I love that. So there are so many different layers.
Yeah. You keep doing it to get what a real sunset is.
That’s such an amazing concept of time, of breaking down 15 minutes of real-time into an eternity.
What I’m trying to do is impossible.
But that’s a good thing to keep on trying to do.
I’m bound to fail, as they say.
Because of your idea of time, I’m interested in how you might define or think about seasons.

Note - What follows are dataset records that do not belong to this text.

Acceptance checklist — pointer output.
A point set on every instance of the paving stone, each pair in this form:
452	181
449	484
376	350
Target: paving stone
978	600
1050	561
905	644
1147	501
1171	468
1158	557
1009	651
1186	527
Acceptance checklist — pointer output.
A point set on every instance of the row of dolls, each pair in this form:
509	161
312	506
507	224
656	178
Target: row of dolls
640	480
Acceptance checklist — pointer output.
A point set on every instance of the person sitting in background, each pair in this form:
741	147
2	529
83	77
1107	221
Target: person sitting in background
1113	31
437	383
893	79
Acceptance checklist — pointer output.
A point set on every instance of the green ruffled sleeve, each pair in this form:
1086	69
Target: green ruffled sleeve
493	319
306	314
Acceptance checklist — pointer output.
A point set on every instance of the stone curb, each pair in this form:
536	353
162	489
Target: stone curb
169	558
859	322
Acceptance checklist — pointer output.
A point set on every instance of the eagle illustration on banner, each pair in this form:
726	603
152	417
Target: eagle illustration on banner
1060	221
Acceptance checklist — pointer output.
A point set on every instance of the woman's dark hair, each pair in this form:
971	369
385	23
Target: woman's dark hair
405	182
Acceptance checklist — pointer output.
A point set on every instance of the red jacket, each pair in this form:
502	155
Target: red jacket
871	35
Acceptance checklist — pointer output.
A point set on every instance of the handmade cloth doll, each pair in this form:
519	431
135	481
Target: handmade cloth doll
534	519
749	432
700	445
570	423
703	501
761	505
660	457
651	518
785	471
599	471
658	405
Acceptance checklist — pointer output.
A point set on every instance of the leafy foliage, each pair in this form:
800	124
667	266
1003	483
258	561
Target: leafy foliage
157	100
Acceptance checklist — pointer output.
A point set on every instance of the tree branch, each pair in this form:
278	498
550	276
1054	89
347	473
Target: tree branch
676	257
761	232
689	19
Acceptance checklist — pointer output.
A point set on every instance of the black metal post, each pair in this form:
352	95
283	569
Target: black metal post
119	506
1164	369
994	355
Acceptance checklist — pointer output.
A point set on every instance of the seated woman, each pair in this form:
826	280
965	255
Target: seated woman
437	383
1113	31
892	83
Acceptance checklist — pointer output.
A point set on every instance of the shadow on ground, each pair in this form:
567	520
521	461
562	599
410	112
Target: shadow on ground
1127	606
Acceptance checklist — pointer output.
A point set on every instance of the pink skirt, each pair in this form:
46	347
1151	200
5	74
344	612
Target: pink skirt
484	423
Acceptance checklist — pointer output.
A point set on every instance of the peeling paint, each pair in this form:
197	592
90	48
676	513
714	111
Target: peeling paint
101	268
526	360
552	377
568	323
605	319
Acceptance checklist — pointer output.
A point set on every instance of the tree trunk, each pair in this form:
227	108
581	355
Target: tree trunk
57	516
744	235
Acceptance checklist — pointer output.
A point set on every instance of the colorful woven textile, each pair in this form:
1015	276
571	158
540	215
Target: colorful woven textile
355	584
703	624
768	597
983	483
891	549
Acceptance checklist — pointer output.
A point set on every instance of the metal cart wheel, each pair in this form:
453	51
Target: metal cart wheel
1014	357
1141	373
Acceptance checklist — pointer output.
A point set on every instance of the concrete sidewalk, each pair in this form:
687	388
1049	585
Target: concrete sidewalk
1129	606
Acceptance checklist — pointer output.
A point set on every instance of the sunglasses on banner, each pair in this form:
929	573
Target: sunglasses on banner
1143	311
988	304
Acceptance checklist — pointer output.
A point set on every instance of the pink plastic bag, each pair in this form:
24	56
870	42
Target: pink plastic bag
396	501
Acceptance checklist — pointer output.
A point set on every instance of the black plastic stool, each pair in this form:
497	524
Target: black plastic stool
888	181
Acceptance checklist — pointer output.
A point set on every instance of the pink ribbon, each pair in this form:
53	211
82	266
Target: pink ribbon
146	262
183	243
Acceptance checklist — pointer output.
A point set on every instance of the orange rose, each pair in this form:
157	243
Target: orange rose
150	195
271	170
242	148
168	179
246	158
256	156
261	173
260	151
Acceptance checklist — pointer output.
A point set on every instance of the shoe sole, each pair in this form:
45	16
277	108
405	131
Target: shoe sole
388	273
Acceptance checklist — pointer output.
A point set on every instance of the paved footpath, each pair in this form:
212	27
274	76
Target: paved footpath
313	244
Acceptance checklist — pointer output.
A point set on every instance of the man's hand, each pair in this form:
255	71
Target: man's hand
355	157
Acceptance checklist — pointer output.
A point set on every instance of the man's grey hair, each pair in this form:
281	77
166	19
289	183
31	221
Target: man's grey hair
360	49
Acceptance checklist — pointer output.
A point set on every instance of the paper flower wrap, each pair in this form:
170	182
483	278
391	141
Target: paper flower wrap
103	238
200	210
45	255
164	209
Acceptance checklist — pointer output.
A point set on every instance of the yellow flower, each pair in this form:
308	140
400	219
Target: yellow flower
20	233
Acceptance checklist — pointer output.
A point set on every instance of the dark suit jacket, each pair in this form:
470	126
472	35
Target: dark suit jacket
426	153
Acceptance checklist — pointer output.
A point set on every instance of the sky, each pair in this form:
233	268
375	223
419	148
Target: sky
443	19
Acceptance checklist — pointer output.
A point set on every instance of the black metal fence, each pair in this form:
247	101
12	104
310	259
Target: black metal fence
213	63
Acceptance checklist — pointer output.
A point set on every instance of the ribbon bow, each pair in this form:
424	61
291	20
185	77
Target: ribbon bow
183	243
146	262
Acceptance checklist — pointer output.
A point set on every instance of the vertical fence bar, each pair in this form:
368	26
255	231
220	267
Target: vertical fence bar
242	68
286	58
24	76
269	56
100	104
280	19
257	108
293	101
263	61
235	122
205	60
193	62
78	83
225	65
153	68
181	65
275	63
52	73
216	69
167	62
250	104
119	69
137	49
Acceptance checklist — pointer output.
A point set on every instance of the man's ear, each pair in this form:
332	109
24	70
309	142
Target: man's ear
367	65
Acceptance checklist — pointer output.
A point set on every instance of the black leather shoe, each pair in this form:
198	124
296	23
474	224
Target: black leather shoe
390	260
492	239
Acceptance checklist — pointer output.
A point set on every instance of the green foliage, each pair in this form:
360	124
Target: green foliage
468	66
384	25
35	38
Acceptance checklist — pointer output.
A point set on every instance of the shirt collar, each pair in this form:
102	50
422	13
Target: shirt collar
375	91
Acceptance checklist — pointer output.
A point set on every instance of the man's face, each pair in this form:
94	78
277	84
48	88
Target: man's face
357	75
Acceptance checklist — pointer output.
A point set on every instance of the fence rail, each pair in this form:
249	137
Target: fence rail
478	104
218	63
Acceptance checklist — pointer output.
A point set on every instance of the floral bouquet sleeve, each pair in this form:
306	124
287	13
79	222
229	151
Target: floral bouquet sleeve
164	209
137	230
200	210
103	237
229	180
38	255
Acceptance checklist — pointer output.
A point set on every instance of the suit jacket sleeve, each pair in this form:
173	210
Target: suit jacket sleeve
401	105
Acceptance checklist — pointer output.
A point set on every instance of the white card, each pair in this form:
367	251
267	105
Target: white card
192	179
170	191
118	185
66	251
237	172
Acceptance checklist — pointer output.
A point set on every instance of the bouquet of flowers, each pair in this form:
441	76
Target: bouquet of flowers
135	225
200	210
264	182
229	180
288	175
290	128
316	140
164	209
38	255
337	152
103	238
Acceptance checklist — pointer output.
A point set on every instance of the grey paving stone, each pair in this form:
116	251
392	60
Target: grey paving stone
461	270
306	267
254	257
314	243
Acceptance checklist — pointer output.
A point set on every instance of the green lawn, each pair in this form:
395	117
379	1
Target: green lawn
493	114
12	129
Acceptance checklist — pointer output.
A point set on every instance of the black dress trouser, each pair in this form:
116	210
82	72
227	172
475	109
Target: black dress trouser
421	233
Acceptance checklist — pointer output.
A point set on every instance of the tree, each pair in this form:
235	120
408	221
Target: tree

Every three months, everything looks different. I’m trying to get at that. I don’t want the painting to be like a static image of reality, like some Roman art or Renaissance paintings. They’re terrific paintings, but they’re very static in time. The sensation in my big paintings; a lot of them are painted with a big brush in one stroke, the whole thing. And that has a certain energy, that gesture. That coincides with the seeing. It sort of locks into it. If you’re doing a thinner line, it wouldn’t have the feeling of energy or the feeling I have when I see things. So, that part of it is crucial.